Ontario cellphone court decision could have impacts in B.C.

A recent Ontario Court of Appeal ruling on police examining the contents of a cellphone upon arrest could have impacts in B.C.

A recent Ontario Court of Appeal ruling on police examining the contents of a cellphone upon arrest could have impacts in B.C. in the future, say local lawyers and police.

Ontario’s highest court ruled that if a cellphone is not password protected, police making an arrest can open the phone and examine its contents without first obtaining a search warrant.

When Kevin Fearon was arrested on suspicion of taking part in a robbery in the Toronto area in 2009, police did a pat down search, found the cellphone and examined the contents, finding photos of a gun and cash and an incriminating text message.

At trial, he was convicted of robbery and sentenced to six years jail. Fearon’s appeal argued that the court should carve out a cellphone exception to police power to search upon arrest.

The Ontario Court of Appeal decision found that upon arrest, police can conduct a cursory search of the phone to see if it contained evidence relevant to the alleged crime and that “because the phone was not password protected, the photos and the text message were readily available to other users.”

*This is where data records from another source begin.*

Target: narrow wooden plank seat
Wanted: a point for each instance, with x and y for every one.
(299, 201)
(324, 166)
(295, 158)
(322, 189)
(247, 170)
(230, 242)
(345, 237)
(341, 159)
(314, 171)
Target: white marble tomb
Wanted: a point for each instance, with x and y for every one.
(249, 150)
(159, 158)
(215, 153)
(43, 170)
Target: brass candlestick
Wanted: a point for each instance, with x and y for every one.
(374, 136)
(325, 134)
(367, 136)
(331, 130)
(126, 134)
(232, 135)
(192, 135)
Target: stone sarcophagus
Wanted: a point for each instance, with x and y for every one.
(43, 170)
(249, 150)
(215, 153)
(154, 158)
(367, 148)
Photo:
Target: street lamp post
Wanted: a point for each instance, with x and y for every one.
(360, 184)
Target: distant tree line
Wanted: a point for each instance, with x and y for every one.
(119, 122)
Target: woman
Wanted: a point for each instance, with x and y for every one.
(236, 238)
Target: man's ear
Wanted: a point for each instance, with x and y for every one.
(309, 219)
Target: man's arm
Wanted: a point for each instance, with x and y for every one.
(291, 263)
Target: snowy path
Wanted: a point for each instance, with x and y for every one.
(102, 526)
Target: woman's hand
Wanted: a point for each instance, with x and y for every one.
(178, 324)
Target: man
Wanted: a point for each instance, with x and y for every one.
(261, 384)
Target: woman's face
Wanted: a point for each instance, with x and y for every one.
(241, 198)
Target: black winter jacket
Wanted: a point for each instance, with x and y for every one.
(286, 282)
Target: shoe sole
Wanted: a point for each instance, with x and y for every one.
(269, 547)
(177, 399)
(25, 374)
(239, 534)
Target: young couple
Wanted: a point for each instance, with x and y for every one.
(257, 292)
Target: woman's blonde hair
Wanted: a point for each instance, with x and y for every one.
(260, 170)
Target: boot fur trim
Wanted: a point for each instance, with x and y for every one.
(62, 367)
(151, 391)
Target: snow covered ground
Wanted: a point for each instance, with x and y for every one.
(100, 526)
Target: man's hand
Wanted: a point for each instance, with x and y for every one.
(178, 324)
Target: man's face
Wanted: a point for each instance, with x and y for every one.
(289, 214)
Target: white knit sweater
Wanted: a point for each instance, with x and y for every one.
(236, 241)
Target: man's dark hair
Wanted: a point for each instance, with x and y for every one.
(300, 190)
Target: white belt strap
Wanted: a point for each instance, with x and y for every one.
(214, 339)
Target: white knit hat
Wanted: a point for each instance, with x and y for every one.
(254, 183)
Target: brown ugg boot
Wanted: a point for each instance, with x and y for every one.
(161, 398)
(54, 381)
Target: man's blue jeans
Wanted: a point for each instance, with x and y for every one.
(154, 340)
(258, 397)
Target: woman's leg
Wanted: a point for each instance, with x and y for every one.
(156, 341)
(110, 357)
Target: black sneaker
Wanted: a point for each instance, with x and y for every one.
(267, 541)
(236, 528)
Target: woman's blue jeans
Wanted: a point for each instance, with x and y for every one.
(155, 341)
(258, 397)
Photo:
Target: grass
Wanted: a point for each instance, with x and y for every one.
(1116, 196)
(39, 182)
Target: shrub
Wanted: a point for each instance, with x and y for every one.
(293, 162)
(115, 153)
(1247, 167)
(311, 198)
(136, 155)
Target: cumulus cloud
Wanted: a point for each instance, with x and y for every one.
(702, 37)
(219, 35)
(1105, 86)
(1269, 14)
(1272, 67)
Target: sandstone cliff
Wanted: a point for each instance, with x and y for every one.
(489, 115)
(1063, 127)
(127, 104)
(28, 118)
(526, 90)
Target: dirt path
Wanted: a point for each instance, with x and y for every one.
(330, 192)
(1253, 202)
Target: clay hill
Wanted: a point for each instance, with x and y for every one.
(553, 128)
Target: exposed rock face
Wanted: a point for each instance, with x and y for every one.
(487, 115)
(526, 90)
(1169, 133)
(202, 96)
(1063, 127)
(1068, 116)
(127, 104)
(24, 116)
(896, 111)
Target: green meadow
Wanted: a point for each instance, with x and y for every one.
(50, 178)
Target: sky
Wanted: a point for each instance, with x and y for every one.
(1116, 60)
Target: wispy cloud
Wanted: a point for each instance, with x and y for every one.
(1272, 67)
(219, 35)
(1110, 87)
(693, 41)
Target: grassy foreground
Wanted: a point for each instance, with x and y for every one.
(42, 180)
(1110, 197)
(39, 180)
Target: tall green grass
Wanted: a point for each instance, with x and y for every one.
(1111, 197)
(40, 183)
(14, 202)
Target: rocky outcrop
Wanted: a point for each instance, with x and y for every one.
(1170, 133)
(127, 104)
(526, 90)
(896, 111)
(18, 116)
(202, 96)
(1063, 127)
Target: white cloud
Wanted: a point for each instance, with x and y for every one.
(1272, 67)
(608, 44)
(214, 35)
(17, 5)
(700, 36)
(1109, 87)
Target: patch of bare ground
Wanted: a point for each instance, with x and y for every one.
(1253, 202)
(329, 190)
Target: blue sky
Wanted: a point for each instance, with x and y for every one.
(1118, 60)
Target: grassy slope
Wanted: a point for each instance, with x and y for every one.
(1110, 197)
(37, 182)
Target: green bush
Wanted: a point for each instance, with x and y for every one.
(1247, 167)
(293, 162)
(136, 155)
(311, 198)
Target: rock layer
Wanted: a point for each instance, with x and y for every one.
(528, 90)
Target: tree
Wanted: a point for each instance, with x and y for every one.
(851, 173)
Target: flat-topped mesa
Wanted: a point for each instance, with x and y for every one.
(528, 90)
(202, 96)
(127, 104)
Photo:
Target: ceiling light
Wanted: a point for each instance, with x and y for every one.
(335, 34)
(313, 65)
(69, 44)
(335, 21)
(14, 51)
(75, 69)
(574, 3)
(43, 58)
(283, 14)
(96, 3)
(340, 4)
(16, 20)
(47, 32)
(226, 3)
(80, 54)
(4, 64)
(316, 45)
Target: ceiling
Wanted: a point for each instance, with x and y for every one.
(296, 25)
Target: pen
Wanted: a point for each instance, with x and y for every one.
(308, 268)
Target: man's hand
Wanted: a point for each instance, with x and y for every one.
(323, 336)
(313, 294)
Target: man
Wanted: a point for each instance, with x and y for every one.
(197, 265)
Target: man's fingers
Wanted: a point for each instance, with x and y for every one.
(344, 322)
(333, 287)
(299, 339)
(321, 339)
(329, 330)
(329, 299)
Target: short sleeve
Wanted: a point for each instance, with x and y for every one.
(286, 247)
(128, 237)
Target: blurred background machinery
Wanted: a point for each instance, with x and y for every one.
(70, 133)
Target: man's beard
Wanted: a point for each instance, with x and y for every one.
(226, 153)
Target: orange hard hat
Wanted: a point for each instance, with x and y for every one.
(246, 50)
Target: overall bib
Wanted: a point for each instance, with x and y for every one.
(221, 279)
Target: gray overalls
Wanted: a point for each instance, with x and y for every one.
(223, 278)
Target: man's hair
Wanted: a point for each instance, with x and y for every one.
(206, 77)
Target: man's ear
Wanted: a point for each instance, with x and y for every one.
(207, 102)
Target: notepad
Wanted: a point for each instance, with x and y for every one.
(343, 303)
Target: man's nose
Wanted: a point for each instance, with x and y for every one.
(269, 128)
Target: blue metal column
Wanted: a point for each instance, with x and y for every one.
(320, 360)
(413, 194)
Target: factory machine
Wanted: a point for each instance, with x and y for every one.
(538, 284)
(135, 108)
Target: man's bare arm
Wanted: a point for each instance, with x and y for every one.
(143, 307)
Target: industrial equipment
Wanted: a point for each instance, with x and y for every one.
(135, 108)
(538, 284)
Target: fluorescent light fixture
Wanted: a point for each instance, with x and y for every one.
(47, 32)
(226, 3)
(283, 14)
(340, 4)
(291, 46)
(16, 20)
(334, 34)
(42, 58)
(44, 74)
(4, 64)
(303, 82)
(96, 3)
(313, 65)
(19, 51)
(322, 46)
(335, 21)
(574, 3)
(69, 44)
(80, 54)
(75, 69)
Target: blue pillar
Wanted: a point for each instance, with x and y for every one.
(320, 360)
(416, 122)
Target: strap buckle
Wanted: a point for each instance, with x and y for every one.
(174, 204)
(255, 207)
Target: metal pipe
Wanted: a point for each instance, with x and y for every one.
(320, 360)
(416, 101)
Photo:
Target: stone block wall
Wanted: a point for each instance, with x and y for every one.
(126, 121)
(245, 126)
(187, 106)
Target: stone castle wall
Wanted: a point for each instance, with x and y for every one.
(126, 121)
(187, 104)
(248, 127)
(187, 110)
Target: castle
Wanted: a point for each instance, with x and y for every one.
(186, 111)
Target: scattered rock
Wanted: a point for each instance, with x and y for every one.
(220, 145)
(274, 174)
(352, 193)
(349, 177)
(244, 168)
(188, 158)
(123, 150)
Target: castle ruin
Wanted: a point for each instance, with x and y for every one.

Const. Gary O’Brien, Nanaimo RCMP spokesman, said in B.C., a police officer can search a cellphone seized upon arrest for evidence related to the offence being investigated, regardless of whether it is password protected.

He said if this decision is appealed and upheld in Canada’s highest court, it would apply here.

“It would slow things down of course,” said O’Brien. “We are reactive to the courts.”

In some cases, such as a suspected drug dealer, police will continue to collect evidence from a cellphone after a person has been arrested because the device will continue ringing with people placing orders for drugs, he said.

Defence lawyer Stephen Taylor said the ruling won’t have a big impact because police can obtain a warrant in a short period of time.

“If they’ve had enough evidence to arrest them and seize the phone, I would think by that point, they would have sufficient grounds to get a search warrant,” he said. “It adds another layer of complexity for the police, I suppose.”

Taylor said with the amount of personal data that can be found on a phone, the expectation of privacy has gone up considerably.

Micheal Vonn, policy director for the B.C. Civil Liberties Association, said while the Ontario high court decision does not bind a lower court in B.C., it would be possible for a B.C. lawyer to cite the Ontario case when arguing whether to exclude evidence obtained from a cellphone. But there are other cases that go in different directions.

“This is just an area of law at this point that we have to get sorted,” she said. “The notion your cellphone isn’t private unless it’s password protected is problematic.”

The association does not have an official position on the matter at this time, Vonn added.

Leonard Krog, Nanaimo NDP MLA and a lawyer, said the ruling points out how complex it has become for police to pursue criminals in a world where communication is made with all kinds of electronic devices.

“How does the law catch up with technology and balance the rights to privacy?” he asked.